Figure 9.  Principal component analysis of (a) RBD Spro (black), RBD Spro-Piperine (red) and (b) Mpro (black) and Mpro-Piperine (blue). Free energy landscape plot of (c) RBD Spro, (d) RBD Spro-Piperine and (e) Mpro and (f) Mpro-Piperine.
The principal components obtained were used as the reaction coordinates to find the Gibbs free energy landscape (Figure 9) to visualize the energy minima of the unbound protein as well as the protein–ligand complex. From Figure 9(c–f), it is observed that both the ligand-bound proteins have less Gibbs-free energy values than the unbound proteins indicating their stability and energetically favourable conformational transitions. The shape and size of the minimum energy area (blue colour) in case of RBD Spro-Piperine and Mpro-Piperine are more as compared to the unbound proteins RBD Spro and Mpro, which suggests the ligand-bound forms are thermodynamically more favourable.

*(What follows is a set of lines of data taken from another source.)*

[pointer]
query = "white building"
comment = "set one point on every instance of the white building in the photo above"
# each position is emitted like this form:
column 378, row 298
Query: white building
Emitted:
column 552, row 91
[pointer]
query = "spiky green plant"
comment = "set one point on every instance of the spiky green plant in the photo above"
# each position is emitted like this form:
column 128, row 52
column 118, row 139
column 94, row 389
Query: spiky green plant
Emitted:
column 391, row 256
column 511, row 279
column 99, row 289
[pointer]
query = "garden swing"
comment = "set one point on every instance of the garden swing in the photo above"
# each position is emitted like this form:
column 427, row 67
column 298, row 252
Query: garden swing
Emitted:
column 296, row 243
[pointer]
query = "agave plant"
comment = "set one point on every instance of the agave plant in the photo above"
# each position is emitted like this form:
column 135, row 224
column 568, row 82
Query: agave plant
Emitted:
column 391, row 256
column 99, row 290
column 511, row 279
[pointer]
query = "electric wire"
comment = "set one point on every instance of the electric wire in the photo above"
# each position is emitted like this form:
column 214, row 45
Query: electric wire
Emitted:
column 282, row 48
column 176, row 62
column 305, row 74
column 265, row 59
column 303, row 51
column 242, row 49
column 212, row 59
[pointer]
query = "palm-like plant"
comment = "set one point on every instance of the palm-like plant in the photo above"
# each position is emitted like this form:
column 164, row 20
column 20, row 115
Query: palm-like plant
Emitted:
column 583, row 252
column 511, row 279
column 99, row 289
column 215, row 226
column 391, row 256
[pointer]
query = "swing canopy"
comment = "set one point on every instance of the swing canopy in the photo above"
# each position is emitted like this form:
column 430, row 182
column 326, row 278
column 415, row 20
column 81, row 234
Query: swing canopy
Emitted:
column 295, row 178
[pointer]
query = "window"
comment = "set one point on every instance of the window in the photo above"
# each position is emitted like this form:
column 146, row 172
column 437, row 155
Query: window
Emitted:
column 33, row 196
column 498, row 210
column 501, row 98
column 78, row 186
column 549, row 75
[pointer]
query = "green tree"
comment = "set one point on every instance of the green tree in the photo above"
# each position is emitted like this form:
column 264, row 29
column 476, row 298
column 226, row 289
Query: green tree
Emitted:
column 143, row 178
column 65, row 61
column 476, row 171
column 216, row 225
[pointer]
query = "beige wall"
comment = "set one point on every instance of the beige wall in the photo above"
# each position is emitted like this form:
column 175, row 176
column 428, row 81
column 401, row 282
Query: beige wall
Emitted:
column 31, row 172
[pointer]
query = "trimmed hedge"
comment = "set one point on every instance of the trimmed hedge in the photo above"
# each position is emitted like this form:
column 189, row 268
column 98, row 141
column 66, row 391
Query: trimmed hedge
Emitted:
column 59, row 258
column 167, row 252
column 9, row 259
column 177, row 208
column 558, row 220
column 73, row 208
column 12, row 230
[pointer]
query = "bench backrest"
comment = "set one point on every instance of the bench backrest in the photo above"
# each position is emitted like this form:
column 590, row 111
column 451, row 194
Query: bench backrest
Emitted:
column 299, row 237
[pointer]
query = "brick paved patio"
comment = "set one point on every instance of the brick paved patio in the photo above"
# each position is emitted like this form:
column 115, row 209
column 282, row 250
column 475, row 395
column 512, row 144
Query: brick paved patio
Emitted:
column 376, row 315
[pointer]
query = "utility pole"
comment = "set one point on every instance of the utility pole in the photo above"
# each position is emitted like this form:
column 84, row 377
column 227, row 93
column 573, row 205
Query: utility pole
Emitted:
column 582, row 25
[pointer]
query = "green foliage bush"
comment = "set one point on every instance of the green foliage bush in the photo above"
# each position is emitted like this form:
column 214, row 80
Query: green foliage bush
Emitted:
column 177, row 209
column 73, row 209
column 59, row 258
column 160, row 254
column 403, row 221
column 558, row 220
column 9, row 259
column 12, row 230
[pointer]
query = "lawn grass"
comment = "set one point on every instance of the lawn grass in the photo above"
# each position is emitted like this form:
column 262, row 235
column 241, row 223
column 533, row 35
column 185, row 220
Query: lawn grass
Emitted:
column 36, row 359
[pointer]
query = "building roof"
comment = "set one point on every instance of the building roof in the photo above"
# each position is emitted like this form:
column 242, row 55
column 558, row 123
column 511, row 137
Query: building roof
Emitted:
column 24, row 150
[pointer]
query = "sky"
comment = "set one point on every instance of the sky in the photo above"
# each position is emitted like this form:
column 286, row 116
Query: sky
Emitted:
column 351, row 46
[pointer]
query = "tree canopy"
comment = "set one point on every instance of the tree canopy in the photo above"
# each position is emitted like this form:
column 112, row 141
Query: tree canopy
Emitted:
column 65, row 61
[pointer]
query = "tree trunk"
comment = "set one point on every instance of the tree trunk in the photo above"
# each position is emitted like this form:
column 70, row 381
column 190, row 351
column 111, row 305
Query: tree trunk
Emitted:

The comprehensive study reveals that Piperine forms a stable complex with RBD Spro and Mpro and can be considered as an active inhibitor against SARS-CoV-2. From the docking results, it is observed that the Piperine molecule is the best candidate for the inhibition of the RBD Spro and the Mpro of SARS-CoV-2 among the selected 30 molecules. To observe the effectiveness of Piperine over currently used drugs, we carried out the docking study of a few drug molecules such as chloroquine, favipiravir, hydroxychloroquine, oseltamivir, remdesivir and ribavirin using the same docking protocol as followed for the 30 spice molecules. From the docking score, it is found that Piperine performed better as compared to the currently used drugs stated above. The lowest energy pose of a few presently used drugs with their 2D interaction diagram is provided in Supplementary Figures S5 and S6 corresponding to SARS-CoV-2 Mpro and RBD Spro, respectively. A comparison of the lowest energy dock scores of these drug molecules along with Piperine is also provided in Table 2. The MD simulation results reveal that Piperine actively inhibits both the RBD Spro and Mpro by binding to their active sites. Piperine binds on the active site of the RBD Spro with those residues by which it interacts with ACE2. So, the binding of Piperine on that site may potentially cease the interaction tendency of RBD Spro with ACE2. Similarly, the interaction of Piperine on the active site of the Mpro may inhibit its viral replication. From the docking and MD results, we conclude that Piperine forms a very stable complex with RBD Spro and Mpro and shows better affinity as compared to the currently used drugs that are mentioned above against SARS-CoV-2.